TORONTO Wed Mar 9, 2011 6:01pm EST

London Stock Exchange CEO Xavier Rolet (L) and TMX Group CEO Tom Kloet speak to the media in an overall view of the TMX Broadcast centre regarding the merger of the TSX and the LSE in Toronto, February 9, 2011.REUTERS/Mark Blinch

London Stock Exchange CEO Xavier Rolet (L) and TMX Group CEO Tom Kloet speak to the media in an overall view of the TMX Broadcast centre regarding the merger of the TSX and the LSE in Toronto, February 9, 2011.

Credit: Reuters/Mark Blinch

TORONTO (Reuters) - Some of Canada's big banks are speaking out against London Stock Exchange's proposed C$3.1 billion ($3.2 billion) takeover of TMX Group, raising a formidable new obstacle to the deal's approval.

At an Ontario hearing on Wednesday, bank executives echoed criticism that the deal will hurt Toronto's status as a global financial center, and ultimately harm the prospects of Canadian companies looking to raise capital on public markets.

"While this has been billed as a merger of equals ... it is not," said Bob Dorrance, head of the investment bank unit of Toronto-Dominion Bank, which has led the banks' charge against the deal. "The TMX will now report to the LSE-TMX."

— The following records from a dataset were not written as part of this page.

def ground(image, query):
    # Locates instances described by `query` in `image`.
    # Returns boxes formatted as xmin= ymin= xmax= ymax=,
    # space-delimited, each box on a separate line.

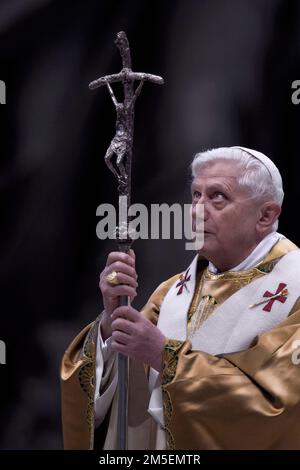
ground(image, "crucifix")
xmin=89 ymin=31 xmax=164 ymax=450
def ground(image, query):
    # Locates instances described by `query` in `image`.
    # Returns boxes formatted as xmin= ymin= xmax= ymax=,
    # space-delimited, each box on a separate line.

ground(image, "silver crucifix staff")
xmin=89 ymin=31 xmax=164 ymax=450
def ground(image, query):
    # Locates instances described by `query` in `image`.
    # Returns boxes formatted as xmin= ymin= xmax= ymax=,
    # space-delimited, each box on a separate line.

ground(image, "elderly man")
xmin=62 ymin=147 xmax=300 ymax=449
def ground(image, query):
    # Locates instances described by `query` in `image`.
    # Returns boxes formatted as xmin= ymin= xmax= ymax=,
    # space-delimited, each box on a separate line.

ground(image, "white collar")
xmin=208 ymin=232 xmax=285 ymax=274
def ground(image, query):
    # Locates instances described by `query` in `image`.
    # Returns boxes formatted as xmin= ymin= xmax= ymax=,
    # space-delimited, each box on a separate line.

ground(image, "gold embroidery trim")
xmin=78 ymin=319 xmax=99 ymax=449
xmin=161 ymin=339 xmax=183 ymax=450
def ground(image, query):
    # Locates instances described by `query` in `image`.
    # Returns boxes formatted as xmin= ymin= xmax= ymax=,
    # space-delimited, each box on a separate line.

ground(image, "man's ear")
xmin=257 ymin=201 xmax=281 ymax=232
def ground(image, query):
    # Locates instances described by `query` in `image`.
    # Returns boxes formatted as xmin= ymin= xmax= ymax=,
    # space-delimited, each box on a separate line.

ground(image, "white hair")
xmin=191 ymin=147 xmax=284 ymax=231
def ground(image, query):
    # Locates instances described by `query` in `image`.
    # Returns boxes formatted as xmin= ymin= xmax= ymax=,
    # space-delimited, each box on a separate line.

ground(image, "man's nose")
xmin=192 ymin=200 xmax=209 ymax=223
xmin=192 ymin=196 xmax=209 ymax=221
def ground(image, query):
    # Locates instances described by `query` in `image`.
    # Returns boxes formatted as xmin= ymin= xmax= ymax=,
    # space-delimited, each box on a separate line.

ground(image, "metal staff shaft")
xmin=89 ymin=31 xmax=164 ymax=450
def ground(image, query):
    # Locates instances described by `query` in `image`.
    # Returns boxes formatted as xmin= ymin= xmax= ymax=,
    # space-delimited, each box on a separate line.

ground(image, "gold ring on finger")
xmin=106 ymin=271 xmax=120 ymax=286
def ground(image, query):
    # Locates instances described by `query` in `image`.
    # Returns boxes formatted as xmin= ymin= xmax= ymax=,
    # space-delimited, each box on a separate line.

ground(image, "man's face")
xmin=192 ymin=160 xmax=260 ymax=270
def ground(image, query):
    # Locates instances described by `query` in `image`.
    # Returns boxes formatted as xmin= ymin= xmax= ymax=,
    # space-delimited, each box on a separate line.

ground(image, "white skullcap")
xmin=231 ymin=146 xmax=284 ymax=199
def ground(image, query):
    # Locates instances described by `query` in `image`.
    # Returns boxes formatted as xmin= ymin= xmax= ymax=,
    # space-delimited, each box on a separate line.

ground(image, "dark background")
xmin=0 ymin=0 xmax=300 ymax=449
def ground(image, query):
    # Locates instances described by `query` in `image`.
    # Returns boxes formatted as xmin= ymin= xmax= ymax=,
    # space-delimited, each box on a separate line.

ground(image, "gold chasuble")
xmin=61 ymin=239 xmax=300 ymax=450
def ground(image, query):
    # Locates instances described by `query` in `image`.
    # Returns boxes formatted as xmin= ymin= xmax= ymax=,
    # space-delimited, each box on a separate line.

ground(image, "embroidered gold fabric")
xmin=162 ymin=339 xmax=183 ymax=450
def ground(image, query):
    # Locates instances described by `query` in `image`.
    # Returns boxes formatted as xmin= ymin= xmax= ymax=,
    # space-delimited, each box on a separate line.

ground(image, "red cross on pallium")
xmin=263 ymin=282 xmax=286 ymax=312
xmin=176 ymin=268 xmax=191 ymax=295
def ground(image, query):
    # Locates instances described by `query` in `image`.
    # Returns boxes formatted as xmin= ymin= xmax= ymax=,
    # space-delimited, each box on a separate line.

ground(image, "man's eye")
xmin=213 ymin=191 xmax=226 ymax=201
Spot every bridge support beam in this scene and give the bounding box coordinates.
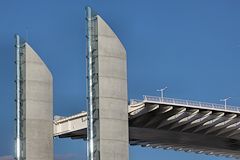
[87,7,129,160]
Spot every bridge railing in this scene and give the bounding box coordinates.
[131,95,240,112]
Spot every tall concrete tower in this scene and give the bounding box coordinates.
[16,36,53,160]
[86,7,129,160]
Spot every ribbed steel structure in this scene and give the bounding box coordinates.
[54,96,240,158]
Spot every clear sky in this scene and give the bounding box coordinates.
[0,0,240,160]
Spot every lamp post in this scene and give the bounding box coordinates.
[157,87,167,99]
[220,97,231,110]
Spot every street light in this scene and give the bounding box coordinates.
[220,97,231,110]
[157,87,167,99]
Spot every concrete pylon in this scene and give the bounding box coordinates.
[87,7,129,160]
[16,40,53,160]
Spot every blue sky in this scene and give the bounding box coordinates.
[0,0,240,160]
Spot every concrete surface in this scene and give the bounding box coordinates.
[23,43,53,160]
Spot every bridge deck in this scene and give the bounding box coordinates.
[54,96,240,158]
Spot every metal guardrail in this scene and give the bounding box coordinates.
[130,95,240,112]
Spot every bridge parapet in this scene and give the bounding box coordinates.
[130,95,240,113]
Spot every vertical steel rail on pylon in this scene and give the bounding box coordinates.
[15,35,22,160]
[15,34,25,160]
[86,7,94,160]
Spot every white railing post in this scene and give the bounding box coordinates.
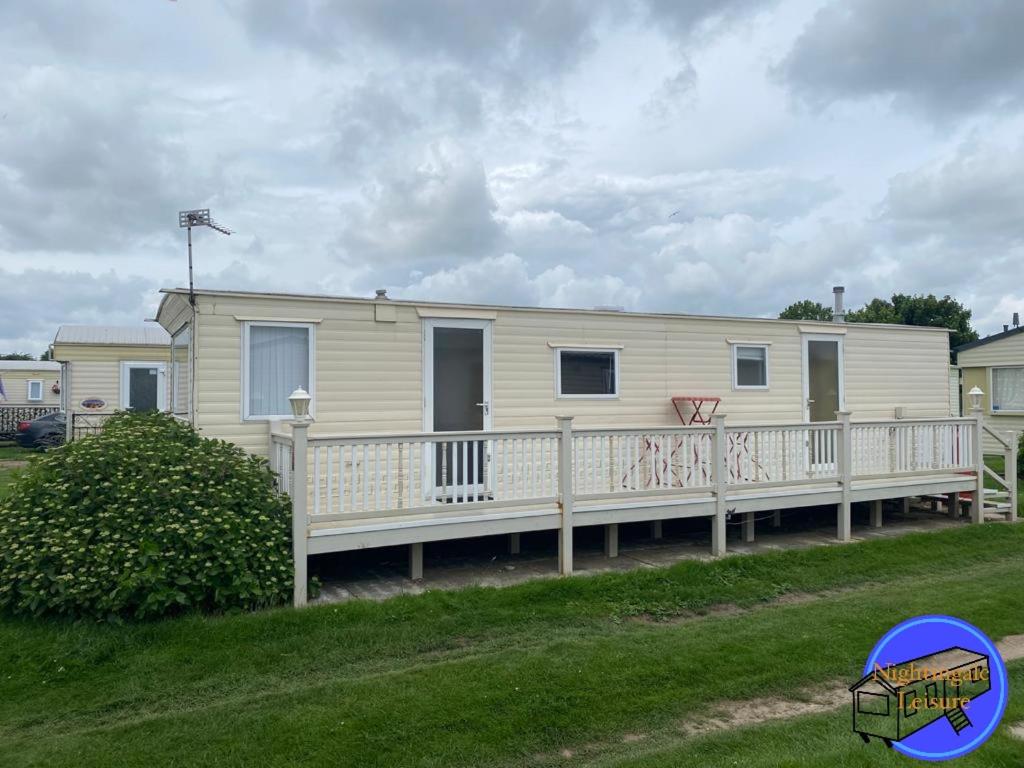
[971,408,985,522]
[836,411,853,542]
[711,414,729,556]
[555,416,573,575]
[1004,432,1020,522]
[284,420,309,608]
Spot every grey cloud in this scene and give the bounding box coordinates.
[774,0,1024,117]
[0,70,222,252]
[234,0,603,85]
[881,140,1024,246]
[341,145,502,273]
[0,268,159,355]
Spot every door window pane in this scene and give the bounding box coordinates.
[736,346,768,387]
[558,349,618,396]
[992,368,1024,411]
[247,325,310,417]
[128,366,160,411]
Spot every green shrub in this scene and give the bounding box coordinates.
[0,414,292,618]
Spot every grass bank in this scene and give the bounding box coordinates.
[0,525,1024,768]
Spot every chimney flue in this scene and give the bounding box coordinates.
[833,286,846,323]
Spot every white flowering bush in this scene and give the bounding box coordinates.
[0,414,292,618]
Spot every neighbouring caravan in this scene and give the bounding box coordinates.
[51,323,171,429]
[0,360,60,408]
[953,327,1024,453]
[157,289,949,454]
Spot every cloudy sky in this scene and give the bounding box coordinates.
[0,0,1024,353]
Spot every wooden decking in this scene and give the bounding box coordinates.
[270,414,1016,604]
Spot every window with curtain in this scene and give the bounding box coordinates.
[557,349,618,397]
[245,323,312,418]
[732,344,768,389]
[992,368,1024,411]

Opposition from the banks, which dominate capital markets activity, will add to the pressure on Ottawa to veto the deal.

The Conservative government last year blocked BHP Billiton's takeover of Potash Corp following ardent opposition in Potash's home province of Saskatchewan.

In Ontario, home base for the TMX's Toronto Stock Exchange, Finance Minister Dwight Duncan has spoken out against the deal, raising pressure on Canada's securities regulator to block it. The transaction faces a multitiered approval process at provincial and federal levels.

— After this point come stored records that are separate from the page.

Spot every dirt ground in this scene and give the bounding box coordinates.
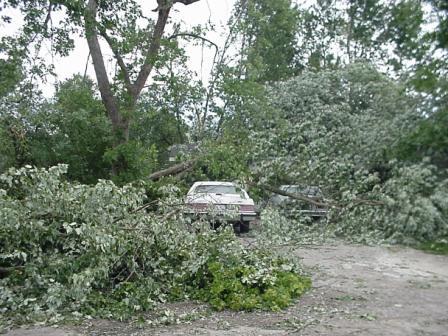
[7,244,448,336]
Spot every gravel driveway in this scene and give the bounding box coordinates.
[7,244,448,336]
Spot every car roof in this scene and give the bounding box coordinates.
[193,181,235,187]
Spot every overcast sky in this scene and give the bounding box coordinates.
[0,0,235,96]
[58,0,235,93]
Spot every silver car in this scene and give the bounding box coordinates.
[185,181,256,232]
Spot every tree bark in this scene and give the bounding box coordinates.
[249,183,334,207]
[84,0,199,174]
[85,0,129,145]
[149,159,197,181]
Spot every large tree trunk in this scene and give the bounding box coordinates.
[84,0,199,175]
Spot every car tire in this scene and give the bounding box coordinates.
[240,221,250,233]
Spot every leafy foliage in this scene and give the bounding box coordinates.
[0,165,309,323]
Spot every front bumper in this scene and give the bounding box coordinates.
[185,211,257,222]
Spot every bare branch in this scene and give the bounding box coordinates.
[149,159,197,181]
[99,28,132,94]
[152,0,200,12]
[132,2,171,100]
[249,183,338,207]
[85,0,123,133]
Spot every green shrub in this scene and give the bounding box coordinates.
[0,165,306,326]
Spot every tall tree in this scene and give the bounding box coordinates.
[2,0,199,173]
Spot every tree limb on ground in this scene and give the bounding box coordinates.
[248,182,339,207]
[248,182,385,209]
[149,159,197,181]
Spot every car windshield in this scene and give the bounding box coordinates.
[280,185,322,196]
[194,185,239,195]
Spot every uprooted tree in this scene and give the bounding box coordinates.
[2,0,199,174]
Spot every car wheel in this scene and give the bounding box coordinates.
[240,221,250,233]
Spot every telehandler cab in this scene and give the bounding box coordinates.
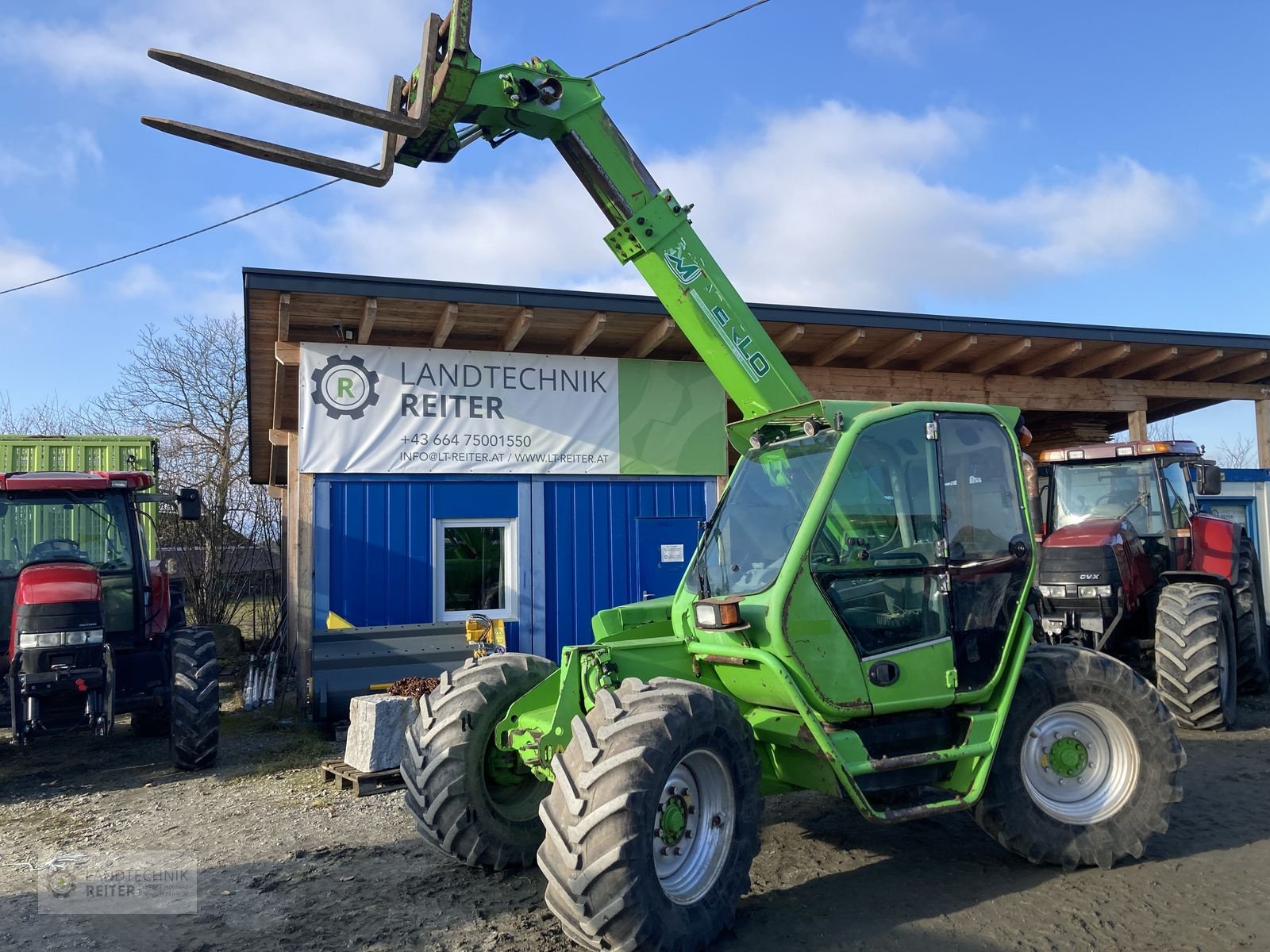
[144,0,1185,950]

The federal government's review will begin as soon as the government receives an application for approval.

Six big lenders dominate the banking sector and federal laws protect the banks from foreign takeovers. That gives them a hefty stake in assuring Toronto grows as a financial hub.

The big banks make billions of dollars in profits from domestic retail operations, wealth management and investment banking and they are shareholders in Alpha Group, an alternative trading system that has stolen TMX market share since its launch in 2007.

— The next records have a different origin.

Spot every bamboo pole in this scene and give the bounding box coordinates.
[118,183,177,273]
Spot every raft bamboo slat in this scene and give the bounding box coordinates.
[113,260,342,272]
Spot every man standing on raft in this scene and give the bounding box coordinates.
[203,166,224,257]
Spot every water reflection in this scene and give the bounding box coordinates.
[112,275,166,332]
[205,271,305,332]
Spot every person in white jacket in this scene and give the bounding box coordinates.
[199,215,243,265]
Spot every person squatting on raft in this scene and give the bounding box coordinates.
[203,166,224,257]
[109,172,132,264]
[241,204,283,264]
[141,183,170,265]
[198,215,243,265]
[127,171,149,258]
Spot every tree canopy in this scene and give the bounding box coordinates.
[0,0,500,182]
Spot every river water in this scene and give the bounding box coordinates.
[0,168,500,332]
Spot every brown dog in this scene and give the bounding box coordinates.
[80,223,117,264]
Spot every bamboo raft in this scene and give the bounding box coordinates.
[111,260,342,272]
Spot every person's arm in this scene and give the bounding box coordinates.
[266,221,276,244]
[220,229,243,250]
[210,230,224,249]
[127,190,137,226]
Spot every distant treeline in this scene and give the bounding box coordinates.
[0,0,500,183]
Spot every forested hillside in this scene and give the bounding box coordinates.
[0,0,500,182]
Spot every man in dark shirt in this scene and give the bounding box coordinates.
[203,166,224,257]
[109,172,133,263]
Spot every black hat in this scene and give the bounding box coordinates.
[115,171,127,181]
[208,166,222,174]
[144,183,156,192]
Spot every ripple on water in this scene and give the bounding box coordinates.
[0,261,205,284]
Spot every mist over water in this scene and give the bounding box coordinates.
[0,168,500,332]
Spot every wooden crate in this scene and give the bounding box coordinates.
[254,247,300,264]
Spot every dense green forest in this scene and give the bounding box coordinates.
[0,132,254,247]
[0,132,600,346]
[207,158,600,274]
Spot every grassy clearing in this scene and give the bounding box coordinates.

The banks' criticism is not unanimous, however.

Royal Bank of Canada and Bank of Montreal, which both have advisory roles in the deal, back it.

While TD and National Bank of Canada were strongly opposed, officials from Canadian Imperial Bank of Commerce and Bank of Nova Scotia appear to be OK with the transaction, but in a slightly different form.

"We're talking about a very, very critical part of the financial services structure and people have to be very thoughtful about how that type of transaction is entered into," Phil Smith, deputy head of investment banking at Scotia Capital, told Reuters outside the hearings.

The banks' arguments were spelled out in a letter obtained by Canadian media.

A copy of the letter shown on the National Post newspaper's website gave endorsements from TD, CIBC and National Bank. An earlier media report had said Scotiabank had also signed.

Shares of both TMX and LSE have weakened as opposition to the transaction has grown.

As of Wednesday, the deal valued TMX at C$41.46 a share, about 6.1 percent above the current stock price of C$39.07.

COMPLEX PROCESS

LSE shareholders would hold 55 percent of the combined entity -- a transatlantic exchange with market capitalization of about $7 billion. The new exchange operator would have the world's largest number of mining, energy and other resource companies in its stable of listings.

The exchange operators say the deal would give companies better access to capital and offer Canadian markets a competitive advantage as the global industry consolidates.

"We think that our proposed merger will deliver significant opportunities for growth for the Canadian capital markets," TMX spokeswoman Carolyn Quick said on Wednesday in an email.